Serious Adverse Events in Pediatric Procedural Sedation Before and After the Implementation of a Pre-Sedation Checklist
Authors Librov S, Shavit I
Received 15 May 2020
Accepted for publication 26 June 2020
Published 17 July 2020 Volume 2020:13 Pages 1797—1802
Checked for plagiarism Yes
Review by Single anonymous peer review
Peer reviewer comments 3
Editor who approved publication: Dr Robert B. Raffa
Simona Librov,1 Itai Shavit2
1Rappaport Faculty of Medicine, Technion-Institute of Technology, Haifa, Israel; 2Emergency Department, Ruth Children’s Hospital, Rambam Health Care Campus, Haifa, Israel
Correspondence: Itai Shavit POB 274, Kibutz Maayan Tzvi, 3080500, Israel
Email [email protected]
Objective: Procedural sedation is considered by the Joint Commission on Accreditation of Healthcare Organizations as a high-risk procedure when performed in the emergency department (ED). A pre-sedation checklist is a set of items checked before any sedation. We evaluated the impact of a pre-sedation checklist on the rate of serious adverse events (SAE) in a pediatric ED.

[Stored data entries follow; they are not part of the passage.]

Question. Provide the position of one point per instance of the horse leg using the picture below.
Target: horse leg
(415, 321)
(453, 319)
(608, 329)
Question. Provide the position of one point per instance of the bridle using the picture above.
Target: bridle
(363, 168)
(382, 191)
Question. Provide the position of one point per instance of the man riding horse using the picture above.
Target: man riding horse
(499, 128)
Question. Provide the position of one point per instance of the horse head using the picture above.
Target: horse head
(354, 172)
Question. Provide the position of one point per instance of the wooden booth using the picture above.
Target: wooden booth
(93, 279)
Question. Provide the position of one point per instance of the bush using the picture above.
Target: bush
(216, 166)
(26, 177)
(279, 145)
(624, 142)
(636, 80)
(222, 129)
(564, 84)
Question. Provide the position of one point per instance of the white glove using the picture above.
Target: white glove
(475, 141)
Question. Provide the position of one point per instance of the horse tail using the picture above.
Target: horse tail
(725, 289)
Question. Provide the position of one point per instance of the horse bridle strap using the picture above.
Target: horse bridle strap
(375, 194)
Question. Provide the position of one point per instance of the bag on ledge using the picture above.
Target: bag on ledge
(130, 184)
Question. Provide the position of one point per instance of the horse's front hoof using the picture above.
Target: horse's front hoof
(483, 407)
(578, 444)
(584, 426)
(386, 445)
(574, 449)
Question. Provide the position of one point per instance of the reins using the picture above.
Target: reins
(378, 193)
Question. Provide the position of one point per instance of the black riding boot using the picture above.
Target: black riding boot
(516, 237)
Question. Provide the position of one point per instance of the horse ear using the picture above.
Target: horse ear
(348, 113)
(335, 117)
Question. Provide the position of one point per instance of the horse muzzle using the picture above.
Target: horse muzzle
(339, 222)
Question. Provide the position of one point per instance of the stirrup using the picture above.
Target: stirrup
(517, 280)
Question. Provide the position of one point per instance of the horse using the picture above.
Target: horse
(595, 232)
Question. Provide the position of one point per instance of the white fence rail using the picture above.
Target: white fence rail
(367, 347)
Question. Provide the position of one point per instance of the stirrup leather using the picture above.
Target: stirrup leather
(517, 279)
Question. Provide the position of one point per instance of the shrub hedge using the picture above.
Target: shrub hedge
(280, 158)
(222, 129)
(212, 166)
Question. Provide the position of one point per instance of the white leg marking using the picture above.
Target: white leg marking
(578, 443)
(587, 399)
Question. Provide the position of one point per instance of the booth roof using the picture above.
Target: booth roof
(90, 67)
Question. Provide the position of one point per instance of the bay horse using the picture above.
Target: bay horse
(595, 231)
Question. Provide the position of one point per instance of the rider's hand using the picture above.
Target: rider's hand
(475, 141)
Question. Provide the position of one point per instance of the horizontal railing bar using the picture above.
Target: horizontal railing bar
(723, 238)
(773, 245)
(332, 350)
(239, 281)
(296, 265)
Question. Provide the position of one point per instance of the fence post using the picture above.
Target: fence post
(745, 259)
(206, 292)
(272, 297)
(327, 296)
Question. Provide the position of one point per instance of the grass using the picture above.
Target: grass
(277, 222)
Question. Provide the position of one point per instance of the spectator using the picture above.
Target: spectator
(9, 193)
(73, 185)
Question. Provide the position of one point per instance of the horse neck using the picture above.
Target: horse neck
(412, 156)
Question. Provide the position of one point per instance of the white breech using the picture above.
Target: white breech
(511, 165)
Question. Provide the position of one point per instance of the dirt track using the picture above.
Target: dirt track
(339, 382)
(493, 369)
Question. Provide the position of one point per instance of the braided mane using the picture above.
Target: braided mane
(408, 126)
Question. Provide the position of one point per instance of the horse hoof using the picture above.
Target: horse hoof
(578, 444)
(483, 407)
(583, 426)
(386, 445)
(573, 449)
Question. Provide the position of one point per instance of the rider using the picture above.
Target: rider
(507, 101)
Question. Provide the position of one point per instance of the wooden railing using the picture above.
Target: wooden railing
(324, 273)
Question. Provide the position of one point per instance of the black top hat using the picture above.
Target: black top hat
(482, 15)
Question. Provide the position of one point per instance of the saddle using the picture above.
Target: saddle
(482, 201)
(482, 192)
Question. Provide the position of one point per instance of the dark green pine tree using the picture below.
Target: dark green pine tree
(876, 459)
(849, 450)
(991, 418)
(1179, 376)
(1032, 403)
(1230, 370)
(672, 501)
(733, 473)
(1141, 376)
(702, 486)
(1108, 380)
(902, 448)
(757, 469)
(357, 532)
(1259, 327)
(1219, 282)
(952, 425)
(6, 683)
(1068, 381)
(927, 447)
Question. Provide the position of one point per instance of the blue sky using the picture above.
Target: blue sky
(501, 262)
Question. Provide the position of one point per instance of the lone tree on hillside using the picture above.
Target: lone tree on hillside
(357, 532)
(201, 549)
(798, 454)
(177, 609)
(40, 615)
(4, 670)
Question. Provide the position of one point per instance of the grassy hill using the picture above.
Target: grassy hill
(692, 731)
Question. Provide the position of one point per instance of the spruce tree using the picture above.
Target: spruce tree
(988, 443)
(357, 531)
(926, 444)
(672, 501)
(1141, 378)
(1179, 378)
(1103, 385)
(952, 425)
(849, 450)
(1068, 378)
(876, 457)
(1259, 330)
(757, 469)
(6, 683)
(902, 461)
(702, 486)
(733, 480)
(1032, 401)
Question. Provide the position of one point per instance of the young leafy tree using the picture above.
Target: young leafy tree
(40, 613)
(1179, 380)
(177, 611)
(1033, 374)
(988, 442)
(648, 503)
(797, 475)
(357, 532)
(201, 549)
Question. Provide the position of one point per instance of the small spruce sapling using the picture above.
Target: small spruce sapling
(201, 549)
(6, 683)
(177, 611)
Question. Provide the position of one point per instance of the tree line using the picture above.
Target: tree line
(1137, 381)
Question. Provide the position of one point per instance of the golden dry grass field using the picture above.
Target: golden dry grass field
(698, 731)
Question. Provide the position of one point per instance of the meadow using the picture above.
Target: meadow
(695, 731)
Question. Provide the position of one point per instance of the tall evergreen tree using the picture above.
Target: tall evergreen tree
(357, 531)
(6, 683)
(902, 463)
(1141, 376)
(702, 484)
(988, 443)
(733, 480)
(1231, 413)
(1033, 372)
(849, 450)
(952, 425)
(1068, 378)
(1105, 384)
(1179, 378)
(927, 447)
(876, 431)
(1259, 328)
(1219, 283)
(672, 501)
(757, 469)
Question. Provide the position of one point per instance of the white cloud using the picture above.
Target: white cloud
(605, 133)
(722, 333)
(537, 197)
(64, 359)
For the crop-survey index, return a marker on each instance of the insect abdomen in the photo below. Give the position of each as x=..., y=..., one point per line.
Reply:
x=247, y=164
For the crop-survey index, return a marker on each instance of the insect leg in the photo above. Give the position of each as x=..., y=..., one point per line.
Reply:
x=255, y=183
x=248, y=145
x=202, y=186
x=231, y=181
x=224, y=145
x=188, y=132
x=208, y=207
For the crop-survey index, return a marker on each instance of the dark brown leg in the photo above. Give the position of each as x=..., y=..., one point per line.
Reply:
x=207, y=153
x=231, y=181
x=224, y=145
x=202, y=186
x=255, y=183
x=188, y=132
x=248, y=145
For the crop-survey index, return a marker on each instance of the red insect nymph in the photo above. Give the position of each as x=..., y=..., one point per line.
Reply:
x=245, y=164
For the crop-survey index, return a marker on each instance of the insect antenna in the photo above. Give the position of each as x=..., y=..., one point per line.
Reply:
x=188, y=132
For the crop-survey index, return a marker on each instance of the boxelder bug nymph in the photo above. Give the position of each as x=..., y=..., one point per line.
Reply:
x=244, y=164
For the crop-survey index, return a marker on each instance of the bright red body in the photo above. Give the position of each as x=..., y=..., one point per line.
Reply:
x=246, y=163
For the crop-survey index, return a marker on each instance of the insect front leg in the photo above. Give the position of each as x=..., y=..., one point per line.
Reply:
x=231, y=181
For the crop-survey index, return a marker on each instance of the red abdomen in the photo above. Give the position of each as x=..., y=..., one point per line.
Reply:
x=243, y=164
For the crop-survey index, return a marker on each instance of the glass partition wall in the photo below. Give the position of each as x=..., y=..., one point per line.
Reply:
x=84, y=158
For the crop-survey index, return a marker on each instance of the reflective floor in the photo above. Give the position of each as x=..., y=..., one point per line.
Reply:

Methods: We conducted a retrospective study comparing the rate of SAE in children treated with the combination of ketamine and propofol before and after the implementation of a pre-sedation checklist. The before-and-after periods lasted from 1.1.2013 to 30.6.2016 and from 1.7.2016 to 30.6.2019, respectively. Patient data were extracted from the electronic medical records using an integrated business intelligence information system.
Results: The before-and-after cohorts included 1349 and 1846 patients, respectively. The two groups were similar with regard to age, sex, length and type of procedure, medications dosage, and level of physicians’ training. A total of 183/1349 (13.5%) and 420/1846 (22.7%) SAE were recorded during the before-checklist and after-checklist periods, respectively (p< 0.0001). The rates of laryngospasm, apnea, and oxygen saturation ≤ 90% at the before-and-after checklist periods were 9/1349 (0.6%) and 30/1846 (1.6%); p< 0.05, 48/1349 (3.5%) and 77/1846 (4.2%); p=0.37, and 123/1349 (9.1%) and 312/1846 (16.9%); p< 0.0001, respectively. All the SAE were successfully managed by the emergency physicians and no patient required hospitalization due to a SAE.
Conclusion: In this large cohort of ED children who underwent deep sedation, the administration of a pre-sedation checklist was not associated with a reduction in SAE rate.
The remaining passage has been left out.